Cuando al volver de las carreras Anna le hubo confesado sus relaciones con Vronski, y cubriéndose el rostro comenzó a sollozar, Alexiéi Alexándrovich, aunque irritado contra su esposa, no pudo menos de experimentar una profunda perturbación; y para evitar toda señal exterior, trató de reprimir su emoción, permaneciendo inmóvil sin mirar a su esposa, con una rigidez mortal que llamó mucho la atención de Anna.

Al acercarse a la casa hizo un gran esfuerzo para bajar del coche y separarse de su esposa con la acostumbrada cortesía, y solo dijo algunas palabras insignificantes, resuelto a no tomar ninguna determinación hasta el día siguiente.

Las palabras de Anna habían confirmado sus peores sospechas, y el daño que le hicieron, agravándose con las lágrimas, era verdaderamente cruel; pero una vez solo en el coche, Alexiéi Alexándrovich se sintió aliviado de un gran peso, pareciéndole que ya no pesaban sobre él las dudas, ni los celos, ni la piedad.
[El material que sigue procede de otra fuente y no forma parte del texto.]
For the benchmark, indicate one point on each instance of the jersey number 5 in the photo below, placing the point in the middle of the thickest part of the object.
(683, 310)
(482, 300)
Experimentaba la misma sensación del hombre que, aquejado de un fuerte dolor de muelas, se hace arrancar la que está dañada, y aunque el dolor es terrible, siente después un consuelo y alivio indecibles. El dolor que había emponzoñado su vida tan largo tiempo no existía ya; en el futuro le sería dado pensar, hablar e interesarse en otra cosa que no fuese su mal.